April is National Gardening Month, and here in Atlanta, it is arguably the prettiest month of the year. Everything is in bloom, and it can be positively head-spinning to pick out favorite landscape plants, so let’s discuss a couple of favorite deer proof plant materials.
Viburnum macrocephalum (Chinese Snowball) is one of my favorite small landscape trees. It tolerates full sun and part shade, and once established, it’s fairly drought tolerant. Many people mistake this tree for a hydrangea, because the flowers are similar. However, unlike hydrangeas, viburnums are deer resistant. I’ve never seen one of these trees damaged by wildlife, and just look at the size of those flower heads. Use a specimen tree like this as a focal point in your landscape, so that when April arrives, all eyes are upon it.
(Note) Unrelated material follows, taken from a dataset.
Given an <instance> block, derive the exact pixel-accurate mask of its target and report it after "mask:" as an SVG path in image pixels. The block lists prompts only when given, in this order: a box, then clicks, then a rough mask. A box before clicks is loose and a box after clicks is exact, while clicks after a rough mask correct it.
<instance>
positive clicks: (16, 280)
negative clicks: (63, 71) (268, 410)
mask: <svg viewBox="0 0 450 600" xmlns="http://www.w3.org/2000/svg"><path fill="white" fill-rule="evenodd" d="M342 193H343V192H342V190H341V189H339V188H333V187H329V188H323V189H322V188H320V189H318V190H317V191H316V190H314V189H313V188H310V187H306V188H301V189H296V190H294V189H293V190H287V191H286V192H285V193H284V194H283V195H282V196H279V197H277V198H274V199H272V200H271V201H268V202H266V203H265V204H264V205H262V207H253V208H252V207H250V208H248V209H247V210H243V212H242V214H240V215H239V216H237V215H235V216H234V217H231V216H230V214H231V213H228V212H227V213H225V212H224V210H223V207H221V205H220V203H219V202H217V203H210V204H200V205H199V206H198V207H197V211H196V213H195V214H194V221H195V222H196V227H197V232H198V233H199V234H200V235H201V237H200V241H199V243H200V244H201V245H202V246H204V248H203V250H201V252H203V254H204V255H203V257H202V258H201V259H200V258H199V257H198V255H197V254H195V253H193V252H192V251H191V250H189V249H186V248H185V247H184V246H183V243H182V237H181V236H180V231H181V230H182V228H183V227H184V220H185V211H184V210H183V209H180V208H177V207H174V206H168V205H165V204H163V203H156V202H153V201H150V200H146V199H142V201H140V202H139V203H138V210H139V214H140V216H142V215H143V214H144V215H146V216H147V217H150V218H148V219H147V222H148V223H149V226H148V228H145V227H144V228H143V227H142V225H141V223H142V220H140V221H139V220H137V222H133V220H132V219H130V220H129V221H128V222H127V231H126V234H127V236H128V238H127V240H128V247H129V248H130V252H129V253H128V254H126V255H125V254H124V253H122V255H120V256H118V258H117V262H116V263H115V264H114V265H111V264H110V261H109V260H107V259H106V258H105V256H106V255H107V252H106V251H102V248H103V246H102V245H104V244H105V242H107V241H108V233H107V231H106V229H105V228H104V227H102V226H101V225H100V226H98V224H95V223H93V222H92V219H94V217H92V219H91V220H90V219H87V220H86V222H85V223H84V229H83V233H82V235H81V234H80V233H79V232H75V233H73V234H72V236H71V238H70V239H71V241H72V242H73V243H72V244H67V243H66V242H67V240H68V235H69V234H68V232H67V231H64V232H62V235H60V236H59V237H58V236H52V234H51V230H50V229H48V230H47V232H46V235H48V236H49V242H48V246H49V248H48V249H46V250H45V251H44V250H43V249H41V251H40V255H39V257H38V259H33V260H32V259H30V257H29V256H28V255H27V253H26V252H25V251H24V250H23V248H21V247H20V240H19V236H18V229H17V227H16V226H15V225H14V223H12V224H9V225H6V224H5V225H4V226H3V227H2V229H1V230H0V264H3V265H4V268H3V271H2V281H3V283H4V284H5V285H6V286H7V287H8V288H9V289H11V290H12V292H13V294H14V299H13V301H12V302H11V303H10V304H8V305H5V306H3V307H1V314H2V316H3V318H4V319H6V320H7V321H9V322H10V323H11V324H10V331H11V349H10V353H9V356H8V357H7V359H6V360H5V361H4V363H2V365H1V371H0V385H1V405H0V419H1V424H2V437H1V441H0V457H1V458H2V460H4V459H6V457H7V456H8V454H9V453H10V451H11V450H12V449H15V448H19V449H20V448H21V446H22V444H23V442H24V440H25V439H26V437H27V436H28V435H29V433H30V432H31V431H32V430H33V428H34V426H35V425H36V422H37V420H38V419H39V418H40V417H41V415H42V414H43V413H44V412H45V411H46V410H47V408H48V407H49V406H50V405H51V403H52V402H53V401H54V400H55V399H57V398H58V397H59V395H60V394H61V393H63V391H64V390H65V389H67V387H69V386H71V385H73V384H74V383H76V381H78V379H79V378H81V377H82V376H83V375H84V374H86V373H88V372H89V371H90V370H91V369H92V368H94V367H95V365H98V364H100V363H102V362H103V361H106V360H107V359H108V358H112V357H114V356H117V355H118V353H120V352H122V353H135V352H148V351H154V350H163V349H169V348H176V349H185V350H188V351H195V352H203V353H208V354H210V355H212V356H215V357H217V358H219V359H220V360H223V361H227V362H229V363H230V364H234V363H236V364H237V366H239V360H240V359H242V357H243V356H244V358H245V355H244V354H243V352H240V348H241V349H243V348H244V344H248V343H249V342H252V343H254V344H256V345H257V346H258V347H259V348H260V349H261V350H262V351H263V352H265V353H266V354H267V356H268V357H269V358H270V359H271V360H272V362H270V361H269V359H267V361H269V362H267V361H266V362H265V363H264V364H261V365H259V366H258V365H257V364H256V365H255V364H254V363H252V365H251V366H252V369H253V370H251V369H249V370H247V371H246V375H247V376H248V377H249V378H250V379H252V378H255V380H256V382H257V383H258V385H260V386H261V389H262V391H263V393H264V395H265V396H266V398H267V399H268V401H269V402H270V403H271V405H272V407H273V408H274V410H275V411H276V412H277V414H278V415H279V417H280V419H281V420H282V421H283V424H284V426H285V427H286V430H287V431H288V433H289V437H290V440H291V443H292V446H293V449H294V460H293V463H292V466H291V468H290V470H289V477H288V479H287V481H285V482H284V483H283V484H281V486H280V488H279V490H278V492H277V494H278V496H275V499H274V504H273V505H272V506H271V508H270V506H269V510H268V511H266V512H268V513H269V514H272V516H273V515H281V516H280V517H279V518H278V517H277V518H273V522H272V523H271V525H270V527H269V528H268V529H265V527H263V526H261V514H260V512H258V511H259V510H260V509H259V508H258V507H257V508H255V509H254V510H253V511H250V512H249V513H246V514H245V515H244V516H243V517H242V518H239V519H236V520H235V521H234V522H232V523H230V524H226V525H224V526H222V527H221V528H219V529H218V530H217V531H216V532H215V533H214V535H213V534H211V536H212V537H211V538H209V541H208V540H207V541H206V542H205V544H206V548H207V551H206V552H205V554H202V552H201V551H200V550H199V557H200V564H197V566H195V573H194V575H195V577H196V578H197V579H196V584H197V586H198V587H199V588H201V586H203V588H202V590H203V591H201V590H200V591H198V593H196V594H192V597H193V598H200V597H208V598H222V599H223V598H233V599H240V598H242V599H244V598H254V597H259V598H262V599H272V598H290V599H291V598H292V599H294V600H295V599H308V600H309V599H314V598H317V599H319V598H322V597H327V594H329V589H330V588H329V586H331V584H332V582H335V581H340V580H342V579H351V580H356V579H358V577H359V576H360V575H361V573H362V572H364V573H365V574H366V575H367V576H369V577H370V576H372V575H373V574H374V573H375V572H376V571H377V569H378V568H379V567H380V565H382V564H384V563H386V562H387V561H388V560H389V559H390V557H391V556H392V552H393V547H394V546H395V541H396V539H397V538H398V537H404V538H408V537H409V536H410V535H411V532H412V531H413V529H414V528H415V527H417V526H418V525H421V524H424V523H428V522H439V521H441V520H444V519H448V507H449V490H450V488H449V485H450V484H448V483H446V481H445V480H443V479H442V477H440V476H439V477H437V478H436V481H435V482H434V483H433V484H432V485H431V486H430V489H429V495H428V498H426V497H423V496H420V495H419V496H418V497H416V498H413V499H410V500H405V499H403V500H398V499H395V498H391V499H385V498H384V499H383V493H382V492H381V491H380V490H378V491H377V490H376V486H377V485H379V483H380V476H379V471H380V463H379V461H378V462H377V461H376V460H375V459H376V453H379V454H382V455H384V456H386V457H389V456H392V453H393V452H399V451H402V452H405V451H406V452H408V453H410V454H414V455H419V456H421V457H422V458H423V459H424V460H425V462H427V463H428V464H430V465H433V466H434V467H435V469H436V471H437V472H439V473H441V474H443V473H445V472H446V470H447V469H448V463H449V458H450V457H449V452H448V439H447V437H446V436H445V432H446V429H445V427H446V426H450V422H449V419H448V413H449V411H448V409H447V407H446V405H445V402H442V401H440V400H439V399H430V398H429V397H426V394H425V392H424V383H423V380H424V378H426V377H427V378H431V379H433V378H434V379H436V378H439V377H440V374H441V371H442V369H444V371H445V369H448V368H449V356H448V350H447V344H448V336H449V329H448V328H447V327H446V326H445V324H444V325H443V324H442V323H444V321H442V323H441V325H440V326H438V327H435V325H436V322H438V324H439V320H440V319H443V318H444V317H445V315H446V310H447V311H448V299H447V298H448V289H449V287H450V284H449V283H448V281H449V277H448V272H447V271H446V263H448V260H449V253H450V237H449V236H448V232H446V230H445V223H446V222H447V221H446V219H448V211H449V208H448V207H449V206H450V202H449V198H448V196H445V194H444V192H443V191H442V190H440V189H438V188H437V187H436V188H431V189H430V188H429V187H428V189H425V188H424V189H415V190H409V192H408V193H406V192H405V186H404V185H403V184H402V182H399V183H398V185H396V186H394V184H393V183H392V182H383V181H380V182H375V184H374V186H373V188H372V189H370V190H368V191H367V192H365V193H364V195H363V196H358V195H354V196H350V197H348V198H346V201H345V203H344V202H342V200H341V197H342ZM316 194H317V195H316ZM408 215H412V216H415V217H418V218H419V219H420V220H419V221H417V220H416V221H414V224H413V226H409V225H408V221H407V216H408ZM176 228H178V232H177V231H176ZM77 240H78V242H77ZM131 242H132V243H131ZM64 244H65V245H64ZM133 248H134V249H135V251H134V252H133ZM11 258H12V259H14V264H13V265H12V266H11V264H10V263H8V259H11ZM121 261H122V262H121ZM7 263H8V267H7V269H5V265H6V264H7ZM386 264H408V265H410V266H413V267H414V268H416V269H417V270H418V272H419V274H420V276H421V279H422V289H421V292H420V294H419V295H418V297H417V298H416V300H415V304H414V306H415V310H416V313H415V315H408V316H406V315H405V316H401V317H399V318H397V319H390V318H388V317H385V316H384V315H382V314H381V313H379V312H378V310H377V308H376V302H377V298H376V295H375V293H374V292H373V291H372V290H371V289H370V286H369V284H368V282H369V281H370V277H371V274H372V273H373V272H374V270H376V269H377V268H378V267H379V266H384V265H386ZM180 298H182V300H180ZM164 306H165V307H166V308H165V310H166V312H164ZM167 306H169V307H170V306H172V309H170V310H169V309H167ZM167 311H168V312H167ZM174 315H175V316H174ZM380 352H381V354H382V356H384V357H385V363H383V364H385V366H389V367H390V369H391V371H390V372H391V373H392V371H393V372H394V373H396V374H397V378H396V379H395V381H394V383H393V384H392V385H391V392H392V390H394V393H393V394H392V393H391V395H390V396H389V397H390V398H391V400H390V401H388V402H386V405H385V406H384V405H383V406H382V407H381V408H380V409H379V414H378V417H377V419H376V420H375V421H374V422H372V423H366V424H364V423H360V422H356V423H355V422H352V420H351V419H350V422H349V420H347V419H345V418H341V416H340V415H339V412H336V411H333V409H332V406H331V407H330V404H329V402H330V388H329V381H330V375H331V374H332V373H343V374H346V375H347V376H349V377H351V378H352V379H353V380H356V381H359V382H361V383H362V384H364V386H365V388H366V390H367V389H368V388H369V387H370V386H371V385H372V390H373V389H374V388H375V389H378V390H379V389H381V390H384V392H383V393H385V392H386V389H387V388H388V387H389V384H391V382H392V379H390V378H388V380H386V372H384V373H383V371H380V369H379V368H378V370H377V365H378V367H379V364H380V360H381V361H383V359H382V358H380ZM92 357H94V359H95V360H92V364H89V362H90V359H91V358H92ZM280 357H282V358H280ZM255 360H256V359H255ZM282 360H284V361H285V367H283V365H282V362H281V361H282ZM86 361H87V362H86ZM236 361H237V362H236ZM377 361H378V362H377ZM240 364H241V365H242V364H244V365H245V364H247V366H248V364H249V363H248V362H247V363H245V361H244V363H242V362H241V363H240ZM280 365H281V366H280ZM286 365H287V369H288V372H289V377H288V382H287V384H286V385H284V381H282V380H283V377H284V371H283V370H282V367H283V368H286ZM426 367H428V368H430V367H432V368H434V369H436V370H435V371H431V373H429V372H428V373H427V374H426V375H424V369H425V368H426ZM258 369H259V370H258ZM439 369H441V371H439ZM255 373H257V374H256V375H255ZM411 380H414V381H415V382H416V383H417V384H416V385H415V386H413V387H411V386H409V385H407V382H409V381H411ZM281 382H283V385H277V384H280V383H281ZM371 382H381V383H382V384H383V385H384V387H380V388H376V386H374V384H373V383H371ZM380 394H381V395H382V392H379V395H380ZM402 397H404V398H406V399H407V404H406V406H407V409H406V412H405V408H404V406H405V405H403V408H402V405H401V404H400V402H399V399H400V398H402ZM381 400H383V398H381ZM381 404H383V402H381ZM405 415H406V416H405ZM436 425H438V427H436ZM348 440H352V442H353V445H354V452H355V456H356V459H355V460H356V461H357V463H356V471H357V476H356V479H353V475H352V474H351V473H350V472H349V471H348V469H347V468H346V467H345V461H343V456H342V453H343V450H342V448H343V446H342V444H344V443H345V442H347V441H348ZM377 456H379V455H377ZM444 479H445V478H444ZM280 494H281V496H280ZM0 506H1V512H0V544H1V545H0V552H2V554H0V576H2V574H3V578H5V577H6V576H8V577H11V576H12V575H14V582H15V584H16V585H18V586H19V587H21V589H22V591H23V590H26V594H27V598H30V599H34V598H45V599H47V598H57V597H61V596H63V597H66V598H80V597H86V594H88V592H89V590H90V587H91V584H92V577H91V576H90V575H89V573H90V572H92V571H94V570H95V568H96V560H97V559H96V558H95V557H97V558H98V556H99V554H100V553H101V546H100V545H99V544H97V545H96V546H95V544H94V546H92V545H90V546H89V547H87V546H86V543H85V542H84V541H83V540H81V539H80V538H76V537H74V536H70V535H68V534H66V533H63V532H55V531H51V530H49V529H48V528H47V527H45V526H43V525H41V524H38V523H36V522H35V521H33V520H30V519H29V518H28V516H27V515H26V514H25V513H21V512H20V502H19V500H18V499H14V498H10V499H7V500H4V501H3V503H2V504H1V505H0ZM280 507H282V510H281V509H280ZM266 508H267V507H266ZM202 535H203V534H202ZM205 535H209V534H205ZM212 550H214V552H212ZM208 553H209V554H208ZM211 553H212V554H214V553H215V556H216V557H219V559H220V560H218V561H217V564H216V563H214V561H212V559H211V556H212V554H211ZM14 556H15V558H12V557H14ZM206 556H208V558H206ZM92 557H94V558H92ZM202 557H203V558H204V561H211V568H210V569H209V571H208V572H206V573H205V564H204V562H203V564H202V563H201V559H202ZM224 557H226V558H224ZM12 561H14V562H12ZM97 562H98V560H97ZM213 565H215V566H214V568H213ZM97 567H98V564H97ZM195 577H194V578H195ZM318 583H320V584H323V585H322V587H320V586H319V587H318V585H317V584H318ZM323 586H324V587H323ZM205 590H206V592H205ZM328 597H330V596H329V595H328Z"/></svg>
While we are on the subject of deer proof plant materials, and favorite April-bloomers, let’s talk about herbaceous peonies. These long-lived perennials are tough as nails, they thrive here in the Atlanta-metro area, and are drought tolerant once established. Choices include fully-double peonies, or single-petal varieties. The doubles are very fragrant, but they may topple over without support, especially in heavy spring rains. My personal favorites are the single-petal varieties, like ‘Red Emperor’ and ‘Krinkled White’ because they withstand heavy down pours. The two most important things to remember about growing peonies is (1) make sure they have good drainage, and (2) keep the “eyes” (or the “crown”) of the plant at ground level during the winter (and don’t bury them in mulch). Peonies will bloom better when nipped by cold weather, so they appreciate the extra winter exposure. Garden centers often carry peonies when they are in bloom, so it’s easy to choose your favorite color. For best results, plant in groups of three, and expect peonies to multiply over time, providing years of spectacular blooms. If you want to start peonies from bare roots (“tubers”), wait until fall to plant them. There are many fine mail order sources for bare root peonies, and it’s a much more cost-effective way to expand your perennial collection.